«Tudo visto e somado, talvez estes diários me tenham ajudado a melhor encontrar “a minha voz escrita”, na expressão feliz de Jorge Luis Borges, aquela que nos distingue dos demais e nos torna facilmente reconhecíveis. Porque escrever é também saber transmitir a nossa diferença e afirmar a nossa singularidade, por mais anódinas que sejam, e cultivá-las sem pressa de chegar ao fim, como quem apenas cuida do que é seu. E assim, aos poucos, aclarando sombras, se vai compondo o desenho e retocando o perfil. Se calhar tudo isto é parco e deixa a desejar, não me admiraria, mas é o meu mundo, são as minhas referências, outras não conheço nem invento.

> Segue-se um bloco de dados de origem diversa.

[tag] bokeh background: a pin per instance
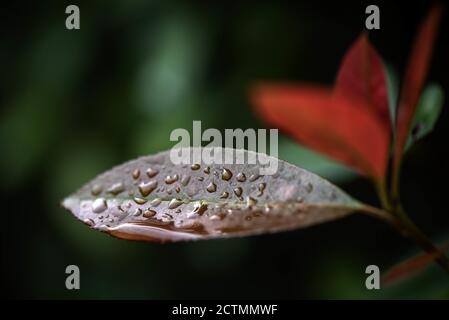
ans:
(75, 103)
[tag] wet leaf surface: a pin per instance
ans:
(152, 199)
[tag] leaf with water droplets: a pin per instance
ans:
(211, 201)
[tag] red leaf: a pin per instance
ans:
(341, 127)
(362, 75)
(415, 75)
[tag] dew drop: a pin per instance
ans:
(152, 172)
(174, 203)
(146, 188)
(200, 207)
(99, 205)
(96, 190)
(212, 187)
(185, 180)
(136, 173)
(250, 201)
(171, 179)
(238, 191)
(224, 195)
(241, 177)
(253, 177)
(309, 187)
(155, 202)
(140, 200)
(116, 188)
(148, 213)
(137, 212)
(168, 216)
(226, 174)
(89, 222)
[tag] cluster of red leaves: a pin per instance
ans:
(351, 121)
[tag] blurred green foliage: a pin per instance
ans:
(75, 103)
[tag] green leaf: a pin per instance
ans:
(427, 113)
(152, 199)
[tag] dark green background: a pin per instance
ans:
(75, 103)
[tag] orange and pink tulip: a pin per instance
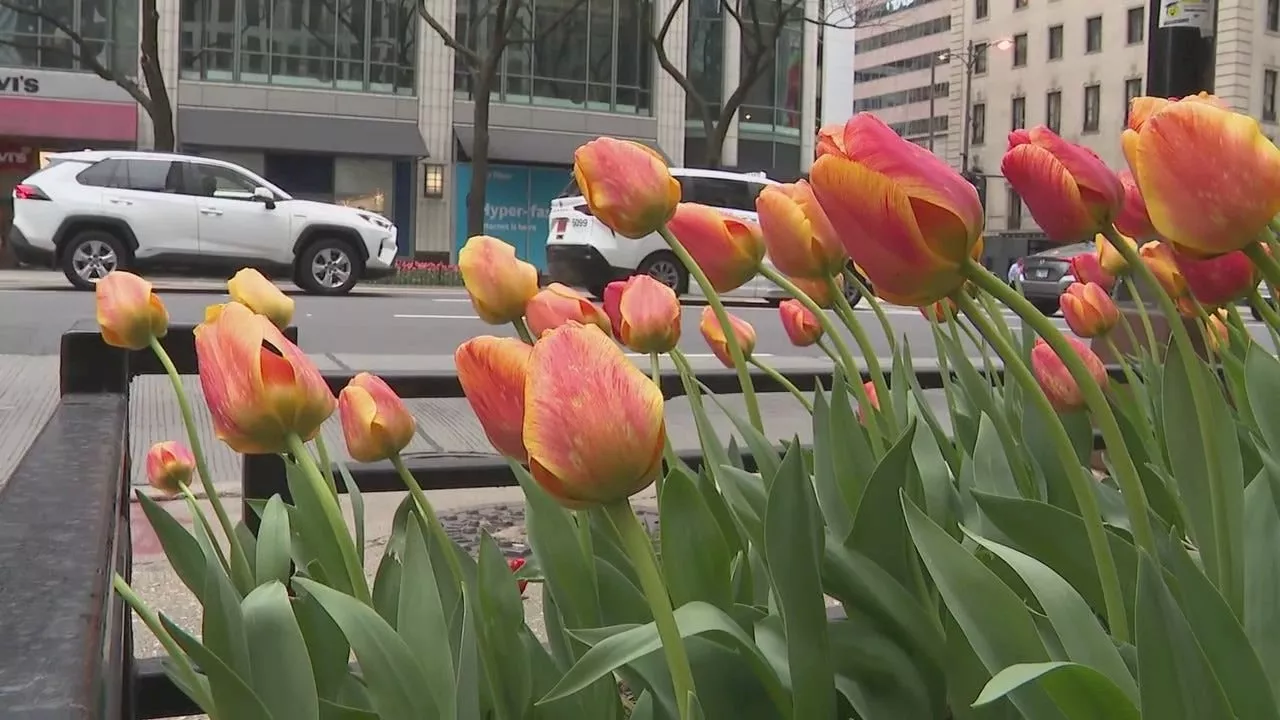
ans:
(1088, 310)
(1068, 188)
(626, 185)
(375, 422)
(716, 338)
(169, 466)
(499, 283)
(798, 236)
(584, 450)
(800, 324)
(908, 220)
(1210, 177)
(260, 388)
(252, 290)
(644, 314)
(556, 305)
(1057, 383)
(727, 249)
(129, 313)
(492, 372)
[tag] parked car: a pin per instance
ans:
(95, 212)
(583, 253)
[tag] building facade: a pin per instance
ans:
(360, 101)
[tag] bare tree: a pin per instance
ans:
(151, 94)
(483, 60)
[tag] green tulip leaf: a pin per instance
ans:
(1079, 691)
(282, 668)
(392, 673)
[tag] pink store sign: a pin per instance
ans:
(68, 119)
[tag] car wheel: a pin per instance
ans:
(667, 269)
(90, 256)
(328, 267)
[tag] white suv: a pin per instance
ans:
(94, 212)
(581, 251)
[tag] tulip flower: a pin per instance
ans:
(1159, 259)
(498, 282)
(374, 419)
(644, 314)
(1210, 178)
(940, 311)
(727, 249)
(1056, 381)
(557, 304)
(714, 336)
(169, 466)
(799, 323)
(594, 423)
(1088, 310)
(252, 290)
(1086, 268)
(1216, 281)
(1133, 220)
(626, 185)
(908, 220)
(798, 236)
(492, 372)
(260, 388)
(1068, 188)
(128, 313)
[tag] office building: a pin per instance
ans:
(360, 101)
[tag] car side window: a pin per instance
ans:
(215, 181)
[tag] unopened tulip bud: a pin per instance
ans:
(1088, 310)
(492, 372)
(128, 313)
(714, 336)
(557, 304)
(800, 324)
(727, 249)
(594, 422)
(252, 290)
(626, 185)
(374, 419)
(260, 388)
(169, 466)
(1057, 382)
(498, 282)
(644, 314)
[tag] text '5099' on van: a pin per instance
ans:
(581, 251)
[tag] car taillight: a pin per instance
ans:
(28, 192)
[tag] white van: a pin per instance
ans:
(583, 253)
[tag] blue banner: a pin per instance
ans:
(517, 201)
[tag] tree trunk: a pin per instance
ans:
(479, 151)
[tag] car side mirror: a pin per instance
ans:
(265, 197)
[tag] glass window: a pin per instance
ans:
(355, 45)
(1093, 35)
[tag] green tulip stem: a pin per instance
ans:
(851, 278)
(717, 305)
(1080, 479)
(782, 381)
(1125, 470)
(182, 664)
(332, 513)
(428, 513)
(522, 331)
(864, 343)
(241, 573)
(639, 548)
(846, 358)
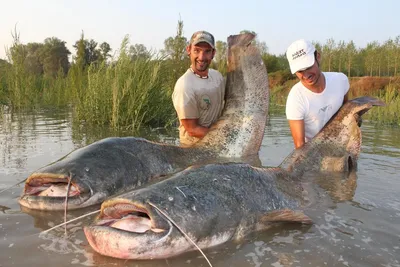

Último diário que é também privilégio dos anos que se acumulam: sim, a partir de certa altura, um viver alheio à urgência de viver, um saborear o tempo, ignorando-o. Aliás, devo confessá-lo, nada disto me surpreende por aí além, sou de há muito familiar destas coisas, e sempre assim vivi, por intervalos, entusiasmos e intermitências.
No fundo, fui toda a vida um flâneur – sorte, a minha! – e se estas páginas algum mérito têm é essa atenção simultaneamente empenhada e distraída com que olho o tempo e o mundo à minha volta. E cá vou ficando à espera do que tarda em chegar: uma verdade em forma de conclusão.»